I coraggiosi sono quelli che rimangono
Io comprendo quelli che vanno via, ma i coraggiosi sono quelli che rimangono nelle nostre terre. E questa affermazione non è dettata dal fatto che la storia migratoria italiana è ripresa con cifre da capogiro. I dati Istat parlano di un andare via di 136.328 solo per quanto riguarda il 2014. E per darvi un’idea di cosa parliamo basta far notare che dal 2002 al 2014 vi è stato un incremento del 226%, sì, avete letto bene: duecentoventisei percento. Solo tra il 2013 e il 2014 dell’8%. E per comprendere ancora meglio il fenomeno vi dirò che le 100.000 unità sono state toccate per la prima volta nel 1880. E nonostante tutto sono comunque cifre non “ultimative”. Il migrante oggi attraversa le frontiere europee senza visti e permessi di soggiorno e si badi che non si tratta solo di lavoratori specializzati o di quelli che comunemente definiamo “cervelli in fuga”, ma di studenti, professionisti, tecnici, imprenditori, ricercatori, pensionati, cooperanti e altre figure tra le più varie. Vi è però un dato che più degli altri ci deve far riflettere: si emigra anche per cercare una migliore qualità della vita, il che di conseguenza comporta una minor voglia di tornare.

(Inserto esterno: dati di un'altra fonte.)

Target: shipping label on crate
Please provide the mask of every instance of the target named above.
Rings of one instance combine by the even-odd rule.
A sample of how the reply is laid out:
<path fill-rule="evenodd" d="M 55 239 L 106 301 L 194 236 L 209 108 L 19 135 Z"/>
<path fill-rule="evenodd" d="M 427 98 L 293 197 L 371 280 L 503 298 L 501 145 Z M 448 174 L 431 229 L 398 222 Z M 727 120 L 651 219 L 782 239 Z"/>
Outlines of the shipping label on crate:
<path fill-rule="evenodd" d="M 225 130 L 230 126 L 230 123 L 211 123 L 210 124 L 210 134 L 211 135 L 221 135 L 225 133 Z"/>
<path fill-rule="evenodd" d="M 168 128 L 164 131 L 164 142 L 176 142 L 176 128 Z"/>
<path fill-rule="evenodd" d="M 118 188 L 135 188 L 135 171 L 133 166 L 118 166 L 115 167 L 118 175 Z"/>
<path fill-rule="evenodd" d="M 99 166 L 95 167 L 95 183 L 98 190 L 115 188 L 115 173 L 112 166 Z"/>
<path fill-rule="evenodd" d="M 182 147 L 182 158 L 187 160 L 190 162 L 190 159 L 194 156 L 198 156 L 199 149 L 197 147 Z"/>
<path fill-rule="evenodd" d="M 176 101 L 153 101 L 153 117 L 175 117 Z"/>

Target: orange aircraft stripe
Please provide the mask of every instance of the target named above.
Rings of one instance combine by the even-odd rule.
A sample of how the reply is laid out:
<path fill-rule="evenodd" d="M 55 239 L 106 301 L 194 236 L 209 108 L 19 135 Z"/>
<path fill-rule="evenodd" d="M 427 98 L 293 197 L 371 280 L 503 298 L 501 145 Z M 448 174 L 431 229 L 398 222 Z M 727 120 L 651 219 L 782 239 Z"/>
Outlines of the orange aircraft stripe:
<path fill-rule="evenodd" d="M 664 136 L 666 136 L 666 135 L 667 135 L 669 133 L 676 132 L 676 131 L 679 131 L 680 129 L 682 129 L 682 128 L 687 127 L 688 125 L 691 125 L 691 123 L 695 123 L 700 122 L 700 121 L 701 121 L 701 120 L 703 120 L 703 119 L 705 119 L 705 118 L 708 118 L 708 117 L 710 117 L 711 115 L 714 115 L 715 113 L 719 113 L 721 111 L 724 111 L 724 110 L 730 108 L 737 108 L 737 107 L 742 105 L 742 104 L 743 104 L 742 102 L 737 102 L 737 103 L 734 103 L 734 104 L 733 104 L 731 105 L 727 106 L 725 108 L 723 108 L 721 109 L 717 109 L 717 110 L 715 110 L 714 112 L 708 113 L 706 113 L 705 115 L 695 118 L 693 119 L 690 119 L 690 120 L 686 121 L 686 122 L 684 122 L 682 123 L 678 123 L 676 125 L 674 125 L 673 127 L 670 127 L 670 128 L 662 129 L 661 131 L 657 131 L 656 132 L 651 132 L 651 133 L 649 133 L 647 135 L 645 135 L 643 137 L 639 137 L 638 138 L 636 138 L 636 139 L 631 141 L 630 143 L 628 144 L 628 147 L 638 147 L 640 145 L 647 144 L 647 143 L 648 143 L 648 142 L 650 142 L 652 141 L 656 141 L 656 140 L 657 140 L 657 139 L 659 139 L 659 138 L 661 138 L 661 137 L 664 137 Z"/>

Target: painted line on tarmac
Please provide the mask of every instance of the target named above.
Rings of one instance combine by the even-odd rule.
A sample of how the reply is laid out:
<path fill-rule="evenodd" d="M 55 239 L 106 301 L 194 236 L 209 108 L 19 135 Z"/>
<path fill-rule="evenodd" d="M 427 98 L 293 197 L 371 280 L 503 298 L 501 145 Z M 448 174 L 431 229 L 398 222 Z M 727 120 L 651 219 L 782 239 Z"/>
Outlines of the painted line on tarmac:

Un altro dato? E non vi spaventate: dal 2008 al 2013 gli emigrati italiani sono stati 554.727 e il 39% di questi sono giovani tra i 15 e i 34 anni (Elaborazione ImpresaLavoro su dati Eurostat). Non basta? Rispetto agli anni precedenti diminuisce il numero degli immigrati e aumenta il numero degli emigrati. Traduzione: il bilancio per gli italiani è negativo (- 60 mila), mentre è positivo per gli stranieri (+ 200 mila).
Rispetto a queste cifre, nemmeno troppo fredde a dir la verità, chi rimane è coraggioso o no? Possiamo considerare chi è rimasto un “resistente”?
«Quei ragazzi che non riescono ad arrendersi, e però scappano, illudendosi di ritornare, e quelli che rimangono ma non vedono prospettive, e però resistono»*.
È l’ora dell’emersione, quale sinonimo di possibilità, rinascita, libertà e responsabilità. È ora di esigere concretezza e risultati certi, e noi dobbiamo assumerci questa incombenza. È ora di far uscire dall’ombra, dalla trincea e dalla depressione sociale quelli che per noi sono gli attori principali: le persone. Chiamatelo pure capitale sociale, se volete.
Affermava Thiago: «Quella terra dove affondano le radici, che lasciai per misurare il volo delle mie ali. Quanto mi manca. Chi la curerà? Chi avrà pietà di lei? Cosa accadrà quando anche l’ultimo figlio avrà lasciato la sua casa?»*.
Io comprendo quelli che vanno via, ma i coraggiosi sono quelli che rimangono, sempre.
* Citazione dal libro “Mi chiamo Thiago” di Oliva e Sorrentino.